En ce moment le trot de plusieurs chevaux retentit dans l’avenue qui séparait les cases à nègres de l’habitation, et la sentinelle qui montait la garde devant la grille du jardin cria : Qui vive !

— C’est le docteur, enfin ! dit Mme d’Énambuc, il ne revient pas seul.

— Sans doute Loinvilliers l’accompagne, répondit le général ; voilà près de huit jours que nous ne l’avons vu.
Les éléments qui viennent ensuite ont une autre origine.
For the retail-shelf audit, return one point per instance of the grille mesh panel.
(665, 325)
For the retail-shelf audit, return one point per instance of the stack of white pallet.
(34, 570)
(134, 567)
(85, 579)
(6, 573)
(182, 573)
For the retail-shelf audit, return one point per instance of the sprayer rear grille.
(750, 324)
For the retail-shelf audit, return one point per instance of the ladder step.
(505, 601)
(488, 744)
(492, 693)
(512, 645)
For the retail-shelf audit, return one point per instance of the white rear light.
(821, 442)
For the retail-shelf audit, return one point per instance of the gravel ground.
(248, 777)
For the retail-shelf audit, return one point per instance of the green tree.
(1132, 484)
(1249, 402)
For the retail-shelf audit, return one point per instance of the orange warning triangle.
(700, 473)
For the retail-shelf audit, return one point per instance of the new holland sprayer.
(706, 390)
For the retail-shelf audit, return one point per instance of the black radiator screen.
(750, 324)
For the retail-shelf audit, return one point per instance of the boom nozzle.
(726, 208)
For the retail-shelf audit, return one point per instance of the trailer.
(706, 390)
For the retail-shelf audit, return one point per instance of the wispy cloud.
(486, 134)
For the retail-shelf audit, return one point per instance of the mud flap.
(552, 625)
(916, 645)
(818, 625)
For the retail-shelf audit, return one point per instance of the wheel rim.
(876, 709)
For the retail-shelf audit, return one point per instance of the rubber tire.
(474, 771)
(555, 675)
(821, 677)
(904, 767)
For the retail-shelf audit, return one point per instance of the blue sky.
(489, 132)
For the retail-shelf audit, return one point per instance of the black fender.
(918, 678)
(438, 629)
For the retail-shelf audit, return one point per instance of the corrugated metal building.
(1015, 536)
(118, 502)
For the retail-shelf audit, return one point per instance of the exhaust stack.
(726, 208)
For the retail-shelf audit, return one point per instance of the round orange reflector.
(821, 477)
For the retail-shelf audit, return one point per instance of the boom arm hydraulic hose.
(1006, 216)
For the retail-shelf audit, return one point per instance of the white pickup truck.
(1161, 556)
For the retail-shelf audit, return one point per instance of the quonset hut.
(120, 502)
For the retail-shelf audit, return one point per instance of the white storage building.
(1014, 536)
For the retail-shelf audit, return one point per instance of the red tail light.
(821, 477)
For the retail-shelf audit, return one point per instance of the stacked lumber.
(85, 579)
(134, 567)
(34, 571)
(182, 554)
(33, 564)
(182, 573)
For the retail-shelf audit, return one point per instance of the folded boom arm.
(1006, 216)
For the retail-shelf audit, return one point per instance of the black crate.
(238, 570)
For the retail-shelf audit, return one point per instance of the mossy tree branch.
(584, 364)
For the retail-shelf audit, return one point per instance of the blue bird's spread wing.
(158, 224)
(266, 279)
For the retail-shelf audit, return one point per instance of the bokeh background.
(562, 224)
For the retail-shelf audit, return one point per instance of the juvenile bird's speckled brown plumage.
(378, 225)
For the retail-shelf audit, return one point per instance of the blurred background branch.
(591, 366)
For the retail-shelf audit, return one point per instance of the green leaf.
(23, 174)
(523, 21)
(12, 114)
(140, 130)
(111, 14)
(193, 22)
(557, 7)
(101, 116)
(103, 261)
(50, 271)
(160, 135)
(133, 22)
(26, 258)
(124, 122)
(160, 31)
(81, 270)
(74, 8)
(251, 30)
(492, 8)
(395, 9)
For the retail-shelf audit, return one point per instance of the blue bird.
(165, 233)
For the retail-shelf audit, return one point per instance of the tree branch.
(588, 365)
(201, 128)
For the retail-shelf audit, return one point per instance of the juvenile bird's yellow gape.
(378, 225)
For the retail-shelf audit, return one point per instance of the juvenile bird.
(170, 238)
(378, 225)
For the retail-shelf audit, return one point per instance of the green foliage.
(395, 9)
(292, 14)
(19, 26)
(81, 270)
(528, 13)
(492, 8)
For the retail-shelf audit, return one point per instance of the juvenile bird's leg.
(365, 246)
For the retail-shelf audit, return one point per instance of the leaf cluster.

— Vous l’aimez fort, et je lui fais bon accueil par égard pour vous, dit doucement la jeune femme ; mais, en vérité, je ne sais ce qui peut vous plaire en lui ; c’est un homme froid, taciturne et ne sachant guère son monde. L’avez-vous remarqué l’autre jour, quand je l’ai prié à dîner ? Il n’a eu garde de me donner la main pour passer dans la salle ; sous prétexte de quitter son épée, il s’est arrêté à la porte de la galerie, et je suis allée me mettre à table toute seule. Une autre fois, vous l’avez engagé à m’accompagner pour faire un tour de jardin, et il n’a pu s’en dispenser ; mais pensez-vous qu’il ait seulement avancé son bras pour me l’offrir ? Point du tout ; il a marché un peu en arrière, sans faire autre cérémonie que de me donner le pas, et sans me dire une parole. Je crois, Dieu me pardonne ! que pendant cette silencieuse promenade il récitait tout bas son chapelet.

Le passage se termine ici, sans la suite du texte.